O jogo lhe dá uma saída para sua raiva. “É uma sensação agradável matar soldados do Exército de Mianmar no jogo”, disse ele. “No mínimo, estou feliz por poder matar soldados e ganhar dinheiro para a revolução.”
Outra fã é Ma Myat Noe Aye, 28, uma enfermeira que largou o emprego em um hospital do governo em Mandalay, a segunda maior cidade de Mianmar, para protestar contra a tomada do poder pelos militares. Ela fugiu para Laiza, uma cidade em território rebelde no estado de Kachin, onde se voluntariou como paramédica da Força de Defesa Popular.
Em maio, soldados atacou e queimou sua aldeia natal, Nay Pu Kone na Divisão Sagaing, forçando seus parentes e 5.000 outros a fugir. “Perdi meu emprego”, disse ela. “Minha família perdeu nossas fazendas e casa. Agora toda a minha família tem que contar com a ajuda dos parentes. Existem muitas famílias como nós, então devemos vencer essa revolução. Caso contrário, todos morreremos sob o regime.”
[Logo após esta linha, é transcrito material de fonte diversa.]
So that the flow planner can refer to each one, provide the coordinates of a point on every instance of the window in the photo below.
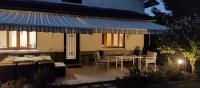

A Sra. Myat Noe disse que sua mãe, 56, se juntou a ela em Laiza e agora trabalha como cozinheira para a Força de Defesa do Povo. Ela apresentou sua mãe a Guerra dos Heróis, e agora a mulher mais velha joga todas as noites antes de dormir.
“Eu disse a ela, sempre que ela sente ódio pelos militares, ela pode jogar o jogo para aliviar seu estresse e ajudar a revolução”, disse ela. “Quando eu jogo o jogo, eu sinto o mesmo. Esta revolução deve ser o fim do jogo.”